Lanzante plans to make Red Bull RB17 street-legal
The Red Bull RB17, whose concept was unveiled last week, is an extreme track car built by legendary F1 designer Adrian Newey to be faster than current F1 racing cars.
Newey never intended to run the car on public roads, but Lanzante, experienced in converting circuit cars into street machines, was ready to take the RB17 on the road.
In a statement to Top Gear released Thursday, Lasante said that several future owners of the RB17 have already asked the company to develop a public road-going conversion of the RB17, and development work will begin soon.
The key, Lasante said, is to make sure that the car can be used on public roads while still being optimized for the track.
Red Bull has not shown the final design of the RB17. The concept version shown last week is larger than the final design and is merely a mock-up. It has no interior or powertrain.
Lanzante did not say in which regions the car will be roadworthy.
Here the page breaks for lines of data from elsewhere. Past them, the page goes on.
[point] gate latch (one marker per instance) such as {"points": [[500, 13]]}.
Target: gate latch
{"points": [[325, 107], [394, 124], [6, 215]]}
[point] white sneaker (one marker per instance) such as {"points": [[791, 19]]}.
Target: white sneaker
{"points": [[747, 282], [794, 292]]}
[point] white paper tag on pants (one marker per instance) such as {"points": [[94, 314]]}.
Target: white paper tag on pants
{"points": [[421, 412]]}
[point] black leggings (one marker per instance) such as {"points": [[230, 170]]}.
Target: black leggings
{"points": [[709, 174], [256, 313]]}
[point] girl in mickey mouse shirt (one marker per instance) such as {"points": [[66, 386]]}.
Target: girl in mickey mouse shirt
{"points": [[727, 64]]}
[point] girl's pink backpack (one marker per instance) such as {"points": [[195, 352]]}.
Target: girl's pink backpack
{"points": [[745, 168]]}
In the UK, where the Red Bull F1 team and Lasante are based, it is easy to make a non-production vehicle roadworthy because of the single vehicle type approval rules.
Circuit cars that Lasante has made roadworthy in the past include McLaren's P1 GTR and Senna GTR, and Pagani's Zonda Revolucion and Huayra R.
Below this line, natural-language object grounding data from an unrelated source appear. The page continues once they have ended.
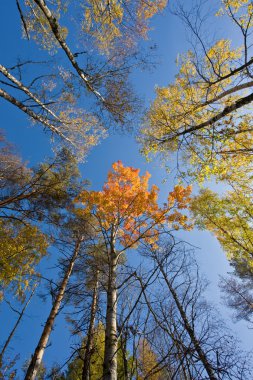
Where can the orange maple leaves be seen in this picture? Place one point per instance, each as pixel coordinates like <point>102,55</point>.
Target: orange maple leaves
<point>129,212</point>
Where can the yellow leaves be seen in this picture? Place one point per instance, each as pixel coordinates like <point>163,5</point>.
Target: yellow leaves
<point>229,218</point>
<point>39,28</point>
<point>128,211</point>
<point>21,249</point>
<point>239,10</point>
<point>115,24</point>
However, the team has not yet made any of these cars roadworthy.
Unlike the others, however, the RB17 is an entirely different beast, as it was not derived from a road car. It is powered by a Cosworth 4.5-liter V10 engine that rises to 15,000 rpm and has an auxiliary electric motor to further boost power and provide torque fill, first gear, and reverse functions. The engine alone is expected to produce 1,000 hp and the electric motor an additional 200 hp.
In total, 50 units will be built.
According to Top Gear, the modifications will cost between 250,000 and 500,000 British pounds (about $325,000 to $650,000), which is cheap compared to the RB17's 5 million British pounds (about $6.5 million).